The pre-recorded video by Charles Michel was meant to be one of several from world leaders and heads of international organizations including Chinese President Xi Jinping at the opening of the China International Import Expo (CIIE) on Friday, three European diplomats told Reuters.
The diplomats, who cannot be named due to the sensitivity of the matter, told Reuters they were surprised the speech was removed.
“President Michel was invited to address 5th Hongqiao Forum/CIIE in Shanghai,” Barend Leyts, a spokesman for Michel told Reuters. “As requested by the Chinese authorities, we had indeed provided a pre-recorded message which was ultimately not shown. We have addressed this through the normal diplomatic channels.”
No one from China’s foreign ministry or the co-organizers of the expo, China’s commerce ministry and the Shanghai city government, responded to Reuters requests for comment.

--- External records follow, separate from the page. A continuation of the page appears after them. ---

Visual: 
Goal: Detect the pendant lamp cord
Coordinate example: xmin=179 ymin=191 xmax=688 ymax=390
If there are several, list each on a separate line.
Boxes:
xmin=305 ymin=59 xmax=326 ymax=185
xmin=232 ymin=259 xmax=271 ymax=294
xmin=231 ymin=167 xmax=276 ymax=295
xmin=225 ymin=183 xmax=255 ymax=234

Other dignitaries who did speak at the ceremony after Xi included the managing director of the International Monetary Fund, the director-general of the World Trade Organization and the presidents of Indonesia, Sri Lanka and Belarus, according to the expo’s official website.
Belarus’s Alexander Lukashenko is a staunch ally of Russia’s leader Vladimir Putin whose country has hosted thousands of Russian troops before and during what Moscow calls a “special operation” in Ukraine.
Focus on Russia and trade
The European Council president’s speech was set to be heavily critical of “Russia’s illegal war against Ukraine” and say Europe is learning “important lessons” from it, according to excerpts of the address provided by European diplomats.
Europe has been over-dependent on Russia for fossil fuels, leading to a trade imbalance, Michel was to say.
“In Europe, we want balance in our trade relations … to avoid over-dependencies,” according to the diplomats familiar with what he was to say. “This is also true of our trade relations with China.”
Michel was also set to call for China to do more do put an end to the bloodshed in Ukraine.
China has consistently refused to criticize Russia’s aggression which has ravaged cities across Ukraine and killed thousands of troops and civilians since it began on February 24.
“China has a role in using its influence to stop Russia’s brutal war … through your so-called ‘no-limits’ partnership with Russia,” Michel was to say, referring to a pact announced by Xi and Putin in Beijing before the war began. “You, China, can help put an end to this.”
Both Xi and Michel are expected to attend and meet at the Group of Twenty (G-20) heads of state summit in Bali next Tuesday and Wednesday.
The President of the European Council is one of the European Union’s top ranked officials whose role includes representing the bloc at international summits and bilateral summits with other heads of state.
Since 2019, the EU has officially regarded China as a partner, an economic competitor and systemic rival.
The EU’s foreign policy service said in a paper last month that Beijing should now be thought of primarily as a competitor that is promoting “an alternative vision of the world order.”